Instead of blowing $50 on a box of chocolates, bake something homemade. Making something yourself is a great way to show someone you love them, and you may even surprise yourself by testing your creativity.   

The marketing strategies of Valentine’s Day are made to appeal to couples – restaurants promoting a dinner for two, commercials showing couples surprising each other with luxury gifts, etc.

While companies’ motives are to attract couples, for some, these marketing strategies can be a cruel reminder of their single status and actually shove the idea of not having a partner to celebrate with in their face.

Only marketing certain items to couples makes it seem like being in a love-struck relationship is what’s socially acceptable for this holiday, but that’s not true.

Who’s to say singles can’t go to their own dinner and buy themselves flowers?
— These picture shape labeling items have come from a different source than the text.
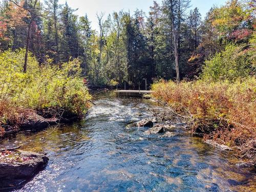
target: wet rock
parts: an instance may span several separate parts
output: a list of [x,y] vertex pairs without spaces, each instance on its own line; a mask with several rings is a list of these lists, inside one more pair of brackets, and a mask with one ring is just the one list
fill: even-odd
[[154,124],[157,122],[156,119],[145,119],[136,123],[131,123],[126,126],[126,128],[133,126],[152,127]]
[[253,161],[241,162],[237,163],[236,165],[239,168],[256,167],[256,164]]
[[211,145],[214,146],[215,147],[217,147],[221,150],[233,151],[233,149],[229,147],[228,146],[219,144],[217,142],[212,141],[212,140],[207,140],[205,141],[205,142]]
[[145,134],[154,134],[165,133],[168,131],[173,130],[176,126],[168,124],[156,124],[153,127],[144,132]]
[[30,112],[22,114],[22,118],[19,125],[22,130],[40,130],[49,125],[56,124],[58,119],[55,118],[46,119],[35,112]]
[[166,132],[164,134],[160,135],[160,138],[164,137],[172,137],[175,136],[176,135],[174,132]]
[[0,180],[29,179],[44,168],[49,159],[45,155],[23,151],[15,151],[16,160],[0,161]]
Most people forget that you don’t have to be in a romantic relationship to celebrate Valentine’s Day.

Going out with your best friends, family, or even just simply treating yourself are all great ways to feel included in the holiday. After all, singles can always look forward to Singles Awareness Day and half-priced candy on February 15th. 

Besides, there’s more fun things about Valentine’s Day than just being in a couple.

Learning a new recipe that matches the Valentine’s Day theme, color coordinating pink and red into your outfit, or even watching a cheesy Hallmark movie are all great ways to celebrate Valentine’s Day that don’t involve being in a relationship. 

After all, Valentine’s Day is the “day of love” – not just romantic love, but all types of love. Celebrating Valentine’s day as a single person should be normalized, because even if you are single, you still aren’t completely alone.

There are still so many people in your life that you should be thankful for – your parents, friends, teachers, maybe even your pets. Most important, self-love should be celebrated on this day.

Take care of yourself, buy yourself something nice, and surround yourself with the things and people that you love.

We all put too much pressure on this holiday, and instead should all just focus on what matters most – recognizing the important people in our lives and loving ourselves.